‘Get it right, be convincing and do it fast’: PwC’s Risk Proof upends risk assessments

As the New Equation was announced, PwC’s Cyber, Risk & Regulatory practice was ready

When PwC US Chairman Tim Ryan described trust within the firm’s recently unveiled “The New Equation,” he discussed a variety of business issues, including data, compliance, and environmental commitments, that increasingly challenge PwC’s clients and that “all come back to trust.” The firm, in Ryan’s explanation, can help clients build trust not only within their own organization but also as a client’s core characteristic. Ryan’s description of the importance PwC places on trust, highlighted as part of the firm’s US Analyst Day earlier this month, loudly echoed what TBR heard from the firm’s Financial Crimes team earlier this year during a briefing on the firm’s Risk Proof product offering.

Jeff Lavine, PwC’s Global Financial Crimes leader, told TBR in May that PwC’s Cyber, Risk & Regulatory practice helps clients quantify and measure risk; tell their boards, investors and regulators a convincing and compelling story; and move clients from checking the risk box to administering meaningful control over their enterprise’s risks. That extension of trust — from PwC, fully through the client and into the client’s ecosystem — perfectly syncs with the firm’s New Equation and suggests sustained alignment throughout the various parts of PwC, including the new Trust and Consulting organizations, will be critical to making the New Equation the kind of generational change Ryan anticipates.

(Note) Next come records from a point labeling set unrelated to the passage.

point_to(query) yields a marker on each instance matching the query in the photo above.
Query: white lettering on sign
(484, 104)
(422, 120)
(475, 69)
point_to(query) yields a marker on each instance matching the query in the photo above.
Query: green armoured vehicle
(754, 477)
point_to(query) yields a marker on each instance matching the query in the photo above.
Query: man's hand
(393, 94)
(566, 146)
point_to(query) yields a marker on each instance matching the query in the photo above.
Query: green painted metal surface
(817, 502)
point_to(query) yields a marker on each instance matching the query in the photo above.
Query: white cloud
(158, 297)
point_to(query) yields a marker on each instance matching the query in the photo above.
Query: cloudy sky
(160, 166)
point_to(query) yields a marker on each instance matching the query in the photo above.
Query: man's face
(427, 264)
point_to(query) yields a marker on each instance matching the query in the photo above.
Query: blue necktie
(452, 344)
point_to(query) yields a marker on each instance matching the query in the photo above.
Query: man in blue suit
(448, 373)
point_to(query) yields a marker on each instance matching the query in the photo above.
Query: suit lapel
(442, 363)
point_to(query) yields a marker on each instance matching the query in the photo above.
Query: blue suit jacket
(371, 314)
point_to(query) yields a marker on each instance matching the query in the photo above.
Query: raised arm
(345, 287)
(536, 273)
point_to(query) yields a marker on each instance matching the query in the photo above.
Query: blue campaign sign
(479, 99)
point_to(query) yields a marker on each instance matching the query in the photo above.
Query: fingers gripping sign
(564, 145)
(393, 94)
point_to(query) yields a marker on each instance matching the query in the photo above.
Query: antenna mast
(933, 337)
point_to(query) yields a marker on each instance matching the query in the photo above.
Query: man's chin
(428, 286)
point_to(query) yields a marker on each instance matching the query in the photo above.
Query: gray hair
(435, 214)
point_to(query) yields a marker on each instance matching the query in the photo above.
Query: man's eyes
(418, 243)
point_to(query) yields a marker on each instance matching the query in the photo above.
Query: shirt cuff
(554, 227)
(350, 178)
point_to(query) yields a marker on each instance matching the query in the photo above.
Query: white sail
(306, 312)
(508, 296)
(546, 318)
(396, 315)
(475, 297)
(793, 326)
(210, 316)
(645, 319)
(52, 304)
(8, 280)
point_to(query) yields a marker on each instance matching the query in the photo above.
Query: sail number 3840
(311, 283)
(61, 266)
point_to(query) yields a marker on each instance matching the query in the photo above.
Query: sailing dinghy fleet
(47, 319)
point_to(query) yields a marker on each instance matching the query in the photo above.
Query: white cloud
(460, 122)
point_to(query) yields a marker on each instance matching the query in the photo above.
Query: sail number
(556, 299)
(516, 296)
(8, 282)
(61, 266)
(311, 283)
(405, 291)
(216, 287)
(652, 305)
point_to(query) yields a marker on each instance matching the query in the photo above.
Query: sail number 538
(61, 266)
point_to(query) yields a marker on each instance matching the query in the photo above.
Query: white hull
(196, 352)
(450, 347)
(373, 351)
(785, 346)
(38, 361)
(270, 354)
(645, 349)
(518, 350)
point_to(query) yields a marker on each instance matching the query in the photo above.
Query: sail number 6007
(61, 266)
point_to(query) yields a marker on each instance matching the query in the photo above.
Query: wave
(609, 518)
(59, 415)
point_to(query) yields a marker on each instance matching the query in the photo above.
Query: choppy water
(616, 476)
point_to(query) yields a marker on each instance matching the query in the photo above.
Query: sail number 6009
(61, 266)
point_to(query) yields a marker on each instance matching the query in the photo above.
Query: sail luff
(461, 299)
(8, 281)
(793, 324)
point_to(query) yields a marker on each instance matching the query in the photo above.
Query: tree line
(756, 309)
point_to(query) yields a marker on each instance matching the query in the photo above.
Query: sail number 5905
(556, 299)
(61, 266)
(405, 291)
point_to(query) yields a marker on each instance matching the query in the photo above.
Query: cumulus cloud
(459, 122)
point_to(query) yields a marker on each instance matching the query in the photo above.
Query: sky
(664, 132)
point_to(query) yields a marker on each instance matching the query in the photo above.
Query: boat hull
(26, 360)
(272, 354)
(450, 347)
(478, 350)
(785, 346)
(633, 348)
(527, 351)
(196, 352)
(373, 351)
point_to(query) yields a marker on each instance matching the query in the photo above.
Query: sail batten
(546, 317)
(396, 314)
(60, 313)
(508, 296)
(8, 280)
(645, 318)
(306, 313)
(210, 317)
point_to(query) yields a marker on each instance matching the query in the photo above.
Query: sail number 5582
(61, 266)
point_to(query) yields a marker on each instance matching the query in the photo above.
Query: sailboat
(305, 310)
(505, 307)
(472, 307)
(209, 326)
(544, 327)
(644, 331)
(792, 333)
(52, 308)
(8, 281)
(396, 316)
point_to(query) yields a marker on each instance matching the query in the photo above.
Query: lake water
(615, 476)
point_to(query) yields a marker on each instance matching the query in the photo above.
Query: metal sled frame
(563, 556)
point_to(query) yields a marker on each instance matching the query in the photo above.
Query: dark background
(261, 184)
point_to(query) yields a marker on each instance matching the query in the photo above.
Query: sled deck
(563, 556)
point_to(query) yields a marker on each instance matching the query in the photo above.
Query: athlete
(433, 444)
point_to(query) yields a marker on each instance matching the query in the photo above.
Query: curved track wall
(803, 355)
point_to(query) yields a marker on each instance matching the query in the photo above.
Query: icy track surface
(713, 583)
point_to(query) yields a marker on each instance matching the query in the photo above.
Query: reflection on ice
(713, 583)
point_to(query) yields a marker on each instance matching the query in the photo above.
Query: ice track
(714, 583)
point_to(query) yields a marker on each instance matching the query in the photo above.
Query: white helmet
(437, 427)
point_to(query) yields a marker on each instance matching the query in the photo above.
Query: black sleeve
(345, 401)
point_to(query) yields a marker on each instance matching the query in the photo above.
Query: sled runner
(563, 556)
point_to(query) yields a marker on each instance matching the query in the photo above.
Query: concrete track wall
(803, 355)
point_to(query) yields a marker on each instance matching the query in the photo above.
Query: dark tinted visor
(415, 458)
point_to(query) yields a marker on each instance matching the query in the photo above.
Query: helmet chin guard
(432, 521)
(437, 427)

Lavine and Vikas Agarwal, PwC’s Risk Products and Financial Crimes Unit leader, detailed for TBR the overall Cyber, Risk & Regulatory practice, including several distinct service lines, from strategy, to data analytics, implementation, and managed services. The Strategy service line takes a compliance and licensing perspective into advising clients on opportunities, particularly around financial technology (fintech). Risk and Controls, staffed by former regulators and experienced risk professionals, provides advice, testing and validation for clients’ risk practices. Operations, the largest of the service lines, provides anti-money-laundering and Know Your Customer (KYC) solutions, primarily based on open-source technology, which, according to PwC, helps the firm more rapidly deliver results. According to Lavine, “We go faster because we’re not a platform.” And Technology and Analytics focuses on implementing risk solutions.

With these well-established service lines providing a foundation, PwC — as part of the firmwide recognition of PwC Products — examined the opportunities for developing a robust, scalable and flexible product to bring the firm’s expertise to a wider market. PwC considered feedback from clients across the full spectrum of the firm’s engagements around risk, examined where white space existed in the current market, and analyzed which current risk trends and needs would continue beyond the next few years, ensuring PwC could build — and properly price — a sustainable and profitable product.

From consulting engagements to subscriptions: A better way to assess risk

Risk Proof, PwC’s platform approach to risk assessment, helps clients perform three basic but essential actions: quantify and measure risk; tell a more robust story to boards, investors, employees and clients; and transition from taking an administrative and reactive risk posture to exercising meaningful risk controls. With features common now in many PwC Products, such as customizable dashboards and interactive reporting, the Risk Proof platform also builds on the firm’s trusted brand around data, financial reporting, compliance and, increasingly, technology.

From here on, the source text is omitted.